Tony, my brother! How have you been? Hope all is well. 
I’ve been doing the same thing for some time now. Although I only have green with an orange tip left in my bag. Gonna need to get some more soon. Hey buddy, seriously get some zt minnows before they sell out. These are top quality man. Great action and you can use these year round. I bought 40 total. In both sizes. Yes seriously, they are that good.


----------



## 1more (Jan 10, 2015)

allwayzfishin said:


> View attachment 290651
> Hey bro
> 
> Tony, my brother! How have you been? Hope all is well.
> I’ve been doing the same thing for some time now. Although I only have green with an orange tip left in my bag. Gonna need to get some more soon. Hey buddy, seriously get some zt minnows before they sell out. These are top quality man. Great action and you can use these year round. I bought 40 total. In both sizes. Yes seriously, they are that good.


What size are those? Look very interesting!


----------



## allwayzfishin (Apr 30, 2008)

1more said:


> What size are those? Look very interesting!


The smaller ones..., I ordered both sizes on the website. Both sizes should work well on inland lakes and the large size would be a good size for Lake Erie. Here’s the emerald shiner color in the large size which it’s about 2 1/2” long


----------



## allwayzfishin (Apr 30, 2008)

Curious if anyone has tried small Michigan stinger spoons on the ice? They have a really nice flutter when jigging verticality. The only problem is the large treble. Once removed it works way better. I have soooo many colors. Triples of some. I think I may switch out the hooks on some and give them a go. Probably tie up some feather trailers for them too.


----------



## Deadeyedeek (Feb 12, 2014)

allwayzfishin said:


> Curious if anyone has tried small Michigan stinger spoons on the ice? They have a really nice flutter when jigging verticality. The only problem is the large treble. Once removed it works way better. I have soooo many colors. Triples of some. I think I may switch out the hooks on some and give them a go. Probably tie up some feather trailers for them too.
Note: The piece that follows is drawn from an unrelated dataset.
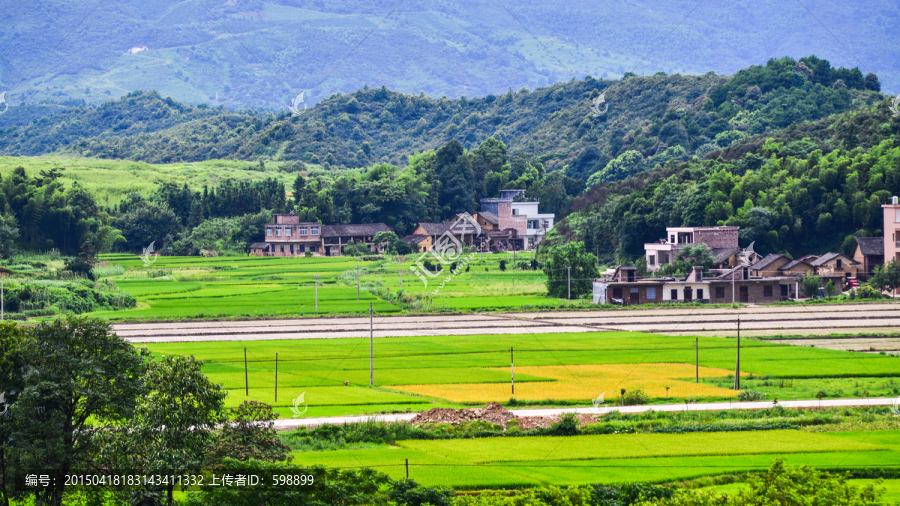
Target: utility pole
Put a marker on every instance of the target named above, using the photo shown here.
(512, 372)
(696, 360)
(737, 367)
Adam, I just got the ones I ordered..look good.I stuck with the smaller ones(1 3/4inch).I do use the Stinger sp,,oons, smaller sizes, a trick is to add another split ring, seems to make a difference. waiting to go north....Chow!!.


----------



## allwayzfishin (Apr 30, 2008)

Deadeyedeek said:


> Adam, I just got the ones I ordered..look good.I stuck with the smaller ones(1 3/4inch).I do use the Stinger sp,,oons, smaller sizes, a trick is to add another split ring, seems to make a difference. waiting to go north....Chow!!.
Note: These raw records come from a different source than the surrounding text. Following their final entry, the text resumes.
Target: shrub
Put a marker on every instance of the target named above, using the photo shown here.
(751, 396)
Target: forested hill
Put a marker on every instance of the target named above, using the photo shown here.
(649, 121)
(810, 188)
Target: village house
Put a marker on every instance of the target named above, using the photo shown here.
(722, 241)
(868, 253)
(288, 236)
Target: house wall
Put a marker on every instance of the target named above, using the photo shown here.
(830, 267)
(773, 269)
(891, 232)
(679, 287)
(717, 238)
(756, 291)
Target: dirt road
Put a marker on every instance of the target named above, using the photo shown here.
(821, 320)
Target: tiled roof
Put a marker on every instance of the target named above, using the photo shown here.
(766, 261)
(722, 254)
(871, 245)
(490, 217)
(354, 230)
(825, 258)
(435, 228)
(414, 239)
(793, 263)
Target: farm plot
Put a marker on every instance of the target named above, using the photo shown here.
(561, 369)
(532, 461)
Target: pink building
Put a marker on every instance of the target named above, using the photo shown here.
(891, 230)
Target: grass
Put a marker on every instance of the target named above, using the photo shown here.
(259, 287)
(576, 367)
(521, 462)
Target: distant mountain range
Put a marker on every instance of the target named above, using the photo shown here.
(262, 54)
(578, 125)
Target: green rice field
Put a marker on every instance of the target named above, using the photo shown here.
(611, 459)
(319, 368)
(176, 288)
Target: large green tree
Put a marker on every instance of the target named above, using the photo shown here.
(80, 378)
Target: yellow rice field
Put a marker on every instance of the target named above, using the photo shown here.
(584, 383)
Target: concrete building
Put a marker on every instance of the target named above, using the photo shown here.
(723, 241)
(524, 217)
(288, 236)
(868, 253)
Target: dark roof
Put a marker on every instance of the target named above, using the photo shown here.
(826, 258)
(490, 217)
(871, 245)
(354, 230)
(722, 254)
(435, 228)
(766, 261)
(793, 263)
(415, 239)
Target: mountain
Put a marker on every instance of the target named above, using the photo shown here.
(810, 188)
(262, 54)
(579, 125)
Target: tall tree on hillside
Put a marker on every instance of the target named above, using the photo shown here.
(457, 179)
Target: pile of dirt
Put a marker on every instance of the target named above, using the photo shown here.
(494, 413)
sweet, thanks man for the tip. Oh, the bloody nose and wonder bread colors glow very bright. just found that out....


----------



## hardwaterfan (Apr 6, 2004)

allwayzfishin said:


> I meant i bought doubles of every color available in both sizes...lol
> _*$86 shipped for 40 baits...*_


You are SUCH an ice fisherman!! 

They look pretty good to me...


----------



## allwayzfishin (Apr 30, 2008)

hardwaterfan said:


> You are SUCH an ice fisherman!!
> 
> They look pretty good to me...


Lol
They work pretty good too...nice action, wide glide. I’m pleased with them.


----------



## gobieX (May 20, 2017)

slab grabbers are huge at lake simcoe , very popular lure!!!!!!!


----------



## LabattICE50 (Feb 23, 2008)

gobieX said:


> slab grabbers are huge at lake simcoe , very popular lure!!!!!!!


I have slappen jacks that are the same thing as the slab grabbers and they are great. My dad slayed walleye and crappie on mosquito with them


----------